Germany: MEP Matthias Ecke attacked, Chancellor Olaf Scholz denounces a “threat to democracy”

Matthias Ecke, German MEP from the ruling Social Democratic Party (SPD), was seriously injured by unknown assailants who attacked him while he was putting up election posters, the police and the Minister of Justice announced on Saturday, May 4

Germany: MEP Matthias Ecke attacked, Chancellor Olaf Scholz denounces a “threat to democracy”

Matthias Ecke, German MEP from the ruling Social Democratic Party (SPD), was seriously injured by unknown assailants who attacked him while he was putting up election posters, the police and the Minister of Justice announced on Saturday, May 4. Interior, which warned of a rise in “anti-democratic violence.”

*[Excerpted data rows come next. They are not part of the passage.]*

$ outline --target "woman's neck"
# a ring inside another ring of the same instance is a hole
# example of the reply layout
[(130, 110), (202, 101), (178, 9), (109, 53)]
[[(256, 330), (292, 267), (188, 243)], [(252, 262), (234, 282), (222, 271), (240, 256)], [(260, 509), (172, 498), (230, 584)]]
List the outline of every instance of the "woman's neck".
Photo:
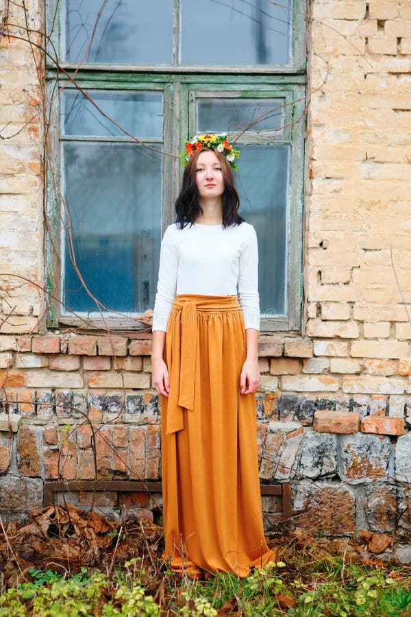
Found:
[(201, 225), (221, 225), (223, 223), (223, 201), (216, 199), (200, 199), (199, 205), (203, 210), (195, 222)]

The attack suffered Friday evening in Dresden, in eastern Germany, by the MEP, also head of the SPD list in the Saxony region for the European elections in June, is not the first targeting the latter month of German political representatives.

According to regional police, the 41-year-old elected official was “hit” by four strangers while putting up campaign posters for Chancellor Olaf Scholz’s party. He had to “receive medical treatment in hospital,” the statement added. Mr. Ecke was “seriously injured and requires surgery,” the Saxony SPD federation said.

Olaf Scholz condemns the attack

The police add that before this attack, a man putting up posters for the Green party, in the same street, was also hit “with punches and kicks”. Investigators say they suspect the same group of attackers, in particular because of “the match in the description” of the suspects. The investigation was entrusted to the State Protection services, meaning that the police are investigating the possibility of politically motivated violence.

German Chancellor Olaf Scholz strongly condemned the attack, saying he was concerned about the increase in such violence which “threatens” democracy. “We must say that we must never resign ourselves to such acts of violence,” Mr Scholz told a congress of European socialist parties in Berlin. “Democracy is threatened by these kinds of acts. »

“If a politically motivated attack (…) is confirmed a few weeks before the European elections, this serious act of violence also constitutes a serious attack on democracy,” reacted the Minister of the Interior, Nancy Faeser, in a press release.

Believing that this is a “new dimension of anti-democratic violence”, the minister invokes the responsibility of “extremists and populists, who are fueling a climate of increasing violence through totally disproportionate verbal attacks”.

“The seeds sown by the AfD are germinating”

SPD officials in Saxony have questioned the role of the far-right AfD party, which has seen strong growth in the polls over the past year. “The seeds sown by the AfD and other right-wing extremists are now germinating. Their supporters are now completely uninhibited and clearly consider us, the democrats, as game (…),” lamented Henning Homann and Kathrin Michel, regional leaders of the party.

Thursday evening, two elected officials from the Greens, a party which governs with the SPD, were attacked in Essen, in western Germany, and one of them was hit in the face, according to the police.

Last Saturday, a few dozen demonstrators attacked the vice-president of the Bundestag Katrin Göring-Eckardt, an elected environmentalist, after a festive event in eastern Germany. His car was blocked and police reinforcements had to be called to allow him to leave the scene.